Ever since I bought my home I've noticed there's what appears to be white water spots on the metal doors, flashing, etc. Based on the patterns and locations I assume it's caused by the rain. I've tried everything from CLR to diluted vinegar to no avail. 










An no, it's not bird droppings. It's flat and texture-less like a stain and is on smaller vertical surfaces throughout the property.

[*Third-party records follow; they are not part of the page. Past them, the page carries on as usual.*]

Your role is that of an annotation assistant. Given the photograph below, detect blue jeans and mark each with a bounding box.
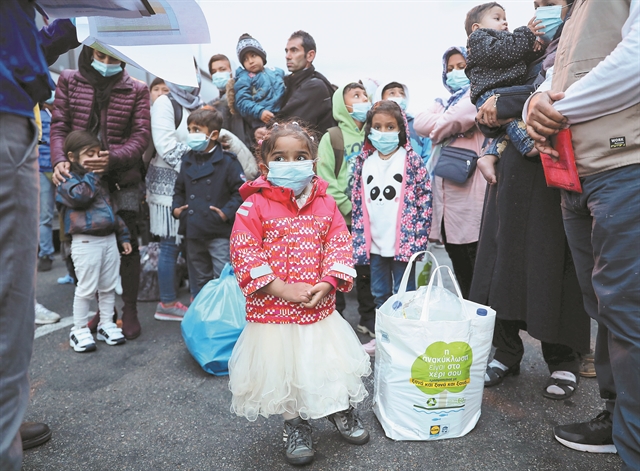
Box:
[562,164,640,469]
[38,172,56,258]
[158,237,180,304]
[370,253,416,308]
[476,90,533,157]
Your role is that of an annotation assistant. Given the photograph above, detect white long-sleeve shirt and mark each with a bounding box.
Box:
[522,0,640,124]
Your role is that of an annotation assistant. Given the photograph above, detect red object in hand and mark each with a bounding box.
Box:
[540,129,582,193]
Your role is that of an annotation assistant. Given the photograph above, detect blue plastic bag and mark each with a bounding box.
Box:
[182,263,247,376]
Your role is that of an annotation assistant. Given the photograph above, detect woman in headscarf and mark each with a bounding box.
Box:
[470,0,591,400]
[51,46,151,340]
[146,65,258,321]
[413,47,486,298]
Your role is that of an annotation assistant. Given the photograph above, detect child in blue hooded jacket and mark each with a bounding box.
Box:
[233,33,284,133]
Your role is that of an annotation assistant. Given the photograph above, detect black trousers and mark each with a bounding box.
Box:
[336,265,376,331]
[441,218,478,299]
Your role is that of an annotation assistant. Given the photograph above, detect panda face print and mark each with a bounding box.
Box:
[367,173,402,206]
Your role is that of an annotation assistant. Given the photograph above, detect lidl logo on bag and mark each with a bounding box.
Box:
[409,342,473,395]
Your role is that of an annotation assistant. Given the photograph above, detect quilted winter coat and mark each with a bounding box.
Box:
[50,70,151,188]
[230,177,356,324]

Has anyone else experienced this and found a solution? Any help is appreciated, thanks.


----------



## concretemasonry (Oct 10, 2006)

Since you did not post your location, which is strongly suggested, where are you since the climate many have a clue.

Dick


----------



## robmarston (Oct 16, 2011)

Dick, I'm in Los Angeles California. Very little, albeit most likely acidic, rain.


----------



## bionictony (Apr 16, 2012)

is that an aluminum door? aluminum does oxidize. it needs anodizing.


----------



## robmarston (Oct 16, 2011)

I believe it is aluminum, yes. If that's the case than its probably too late to save it right?


----------



## joecaption (Nov 30, 2011)

If it was mine I would be looking into any place that does powder coating.
They could strip it and recoat it.
Anidizing is sort of like stain, Powder coating is more like a paint.
It will act as a sealer. It's done on things like engine parts, boat and home railings. It's tough stuff.


----------



## Adonis1 (May 8, 2012)

You must be used a polish for remove white spot on metal and any spot removal powder this is best for spot removing you should be purchase these items and take a try by use them


----------